Well, it's been one month today. I have no sense of time - I can't how much time it feels like. Wherever it is that I am now, time isn't measurable. It feels like I'm stuck in a place without time, just waiting to get out of here. Somehow the days come and go without any time having passed. Maybe it's because I still can't look at the future. Maybe I just have nothing to look forward to. I don't understand it; I just feel like I'm in a sort of eternal present with no future ahead of me.
Progress is measurable, though, and I'm almost done with the legal/financial stuff. I filled out the paperwork today to enroll in COBRA. After Tuesday all I think I'll have left is the medical bills that are being appealed and Anthem's problem with your date of death. Medical bills can drag on forever - I remember that it took a year to get everything settled after I was in Memorial with sepsis. Insurance can be a place of neither time nor progress!
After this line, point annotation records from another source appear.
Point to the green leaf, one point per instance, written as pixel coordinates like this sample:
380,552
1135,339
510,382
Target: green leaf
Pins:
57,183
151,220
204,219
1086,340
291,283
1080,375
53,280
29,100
This is also another first - my first Mother's Day without you. Jethro didn't have a card for me; last year he sent you out to get one. But he slept a good part of the evening in my lap and that was plenty of loving from him. I'll never get another "from husband" Mother's Day card. Jen called me and I called your mother, and it was good.
It was a quiet day. I stayed home - woke up with an awful sinus headache. Cloo was running a Mother's Day Burn Notice Marathon. It was much-needed, considering what the other channels were doing for the day. So I crashed, watched TV, and alternated between knitting and petting the dog.
I'm off to bed early tonight. I'll need to get up early in the morning. Before I go to work I need to make the lap downtown and make a couple of phone calls. If it get off work early enough, I'll come by to see you tomorrow.